The slowdown in Chinese growth is having an immediate impact on commodity markets: oil prices fell by 5%, returning to mid-February levels, ie before the Russian invasion of Ukraine. China is the world’s largest consumer and importer of fossil fuels and almost every other commodity. In light of the latest data, many analysts are downgrading year-end GDP growth forecasts to around 3%. The Beijing government’s official target remains at 5.5% and Xi Jinping, for prestige reasons, wants China’s GDP trend to overtake US at least in percentage terms (overtaking in absolute magnitude is further postponed). But Xi seems unwilling to launch public spending maneuvers comparable to those used to escape Beijing’s great crisis of 2008. and also the fear of rising inflation, which in turn could trigger social tensions.

Former Australian Prime Minister Kevin Rudd, who now heads the New York think tank Asia Society, is adept at Chinese reality and argues that the root of China’s slowdown is the return of socialism. Notably, as of 2017, Xi has enforced a leftward shift in his economic policies: Communist Party sections have resumed a role in the governance of many companies, and several private groups have been forced to include state-owned companies in their shareholder base. This return to the primacy of the communist party and state is a reversal of Deng Xiaoping’s neoliberal era.

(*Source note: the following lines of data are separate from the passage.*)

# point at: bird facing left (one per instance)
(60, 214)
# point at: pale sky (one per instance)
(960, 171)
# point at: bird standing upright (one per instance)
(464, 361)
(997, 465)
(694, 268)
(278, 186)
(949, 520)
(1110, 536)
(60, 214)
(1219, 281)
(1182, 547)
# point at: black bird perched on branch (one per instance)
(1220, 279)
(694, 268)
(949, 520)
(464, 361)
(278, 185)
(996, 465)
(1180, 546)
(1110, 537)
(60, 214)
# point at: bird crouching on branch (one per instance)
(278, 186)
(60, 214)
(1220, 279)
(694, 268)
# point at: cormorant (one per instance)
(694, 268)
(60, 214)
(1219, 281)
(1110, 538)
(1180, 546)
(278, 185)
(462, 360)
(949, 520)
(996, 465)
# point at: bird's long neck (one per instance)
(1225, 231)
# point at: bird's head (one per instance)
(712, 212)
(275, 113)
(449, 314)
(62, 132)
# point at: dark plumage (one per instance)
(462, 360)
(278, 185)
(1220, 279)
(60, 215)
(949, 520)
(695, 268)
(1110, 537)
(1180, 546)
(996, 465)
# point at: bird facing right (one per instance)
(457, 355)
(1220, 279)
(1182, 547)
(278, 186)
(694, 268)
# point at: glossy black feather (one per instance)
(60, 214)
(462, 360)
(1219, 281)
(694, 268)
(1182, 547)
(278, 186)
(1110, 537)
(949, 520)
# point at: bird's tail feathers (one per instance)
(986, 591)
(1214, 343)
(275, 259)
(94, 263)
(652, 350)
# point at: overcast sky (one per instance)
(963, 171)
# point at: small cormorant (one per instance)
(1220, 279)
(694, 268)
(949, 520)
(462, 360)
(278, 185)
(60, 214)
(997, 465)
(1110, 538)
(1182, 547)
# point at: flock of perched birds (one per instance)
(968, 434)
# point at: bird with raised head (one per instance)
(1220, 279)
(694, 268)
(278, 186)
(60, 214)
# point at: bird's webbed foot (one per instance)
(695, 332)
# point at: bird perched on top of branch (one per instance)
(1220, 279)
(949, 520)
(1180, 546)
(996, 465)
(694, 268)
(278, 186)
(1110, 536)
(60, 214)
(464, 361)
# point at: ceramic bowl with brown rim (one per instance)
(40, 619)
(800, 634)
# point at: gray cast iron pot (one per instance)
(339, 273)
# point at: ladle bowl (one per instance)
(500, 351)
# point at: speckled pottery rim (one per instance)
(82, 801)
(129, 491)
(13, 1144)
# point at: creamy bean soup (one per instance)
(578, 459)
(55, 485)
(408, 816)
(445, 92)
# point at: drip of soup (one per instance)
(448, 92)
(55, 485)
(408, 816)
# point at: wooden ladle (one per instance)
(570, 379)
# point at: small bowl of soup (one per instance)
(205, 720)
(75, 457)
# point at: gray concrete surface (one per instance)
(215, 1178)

The difficulties of Chinese growth are bound to fuel controversy over Biden’s economic policies in the United States. Indeed, the recent legislative maneuvers that the Washington Congress has unleashed at the instigation of the White House are part of a tendency to copy China in order to beat her at her own soil – which I analyzed in my essay Stopping Beijing a year ago. With this democratic administration, there is also a return of government to the economy in the United States, albeit in a very different context than in China. The maneuver of subsidies and aid for semiconductors and the Green Deal, which provides financing and concessions for renewable energy, are part of a reaction to the loss of America’s technology leadership in some strategic sectors. Biden, supported by a robust current within his party, was convinced that countering China’s encroachment was necessary, in part using his own methods, namely making an industrial policy that favors national champions with the support of the state. Already last year, total tax spending on private industry in the United States reached 1.4 trillion, and Biden’s latest maneuvers will add 350 billion.

Criticism is beginning to be heard from the liberal wing of the Republican Party: If Xi’s leadership in China has failed, then why imitate? Opponents of industrial policy argue that America fell victim to a similar mistake in the 1980s when the Yellow Peril was Japan, and part of the American political elite believed that Japanese multinationals’ competitiveness was a result of Tokyo government planning. In 1989, the Rising Sun fell into a long crisis and the Japanese model went out of fashion.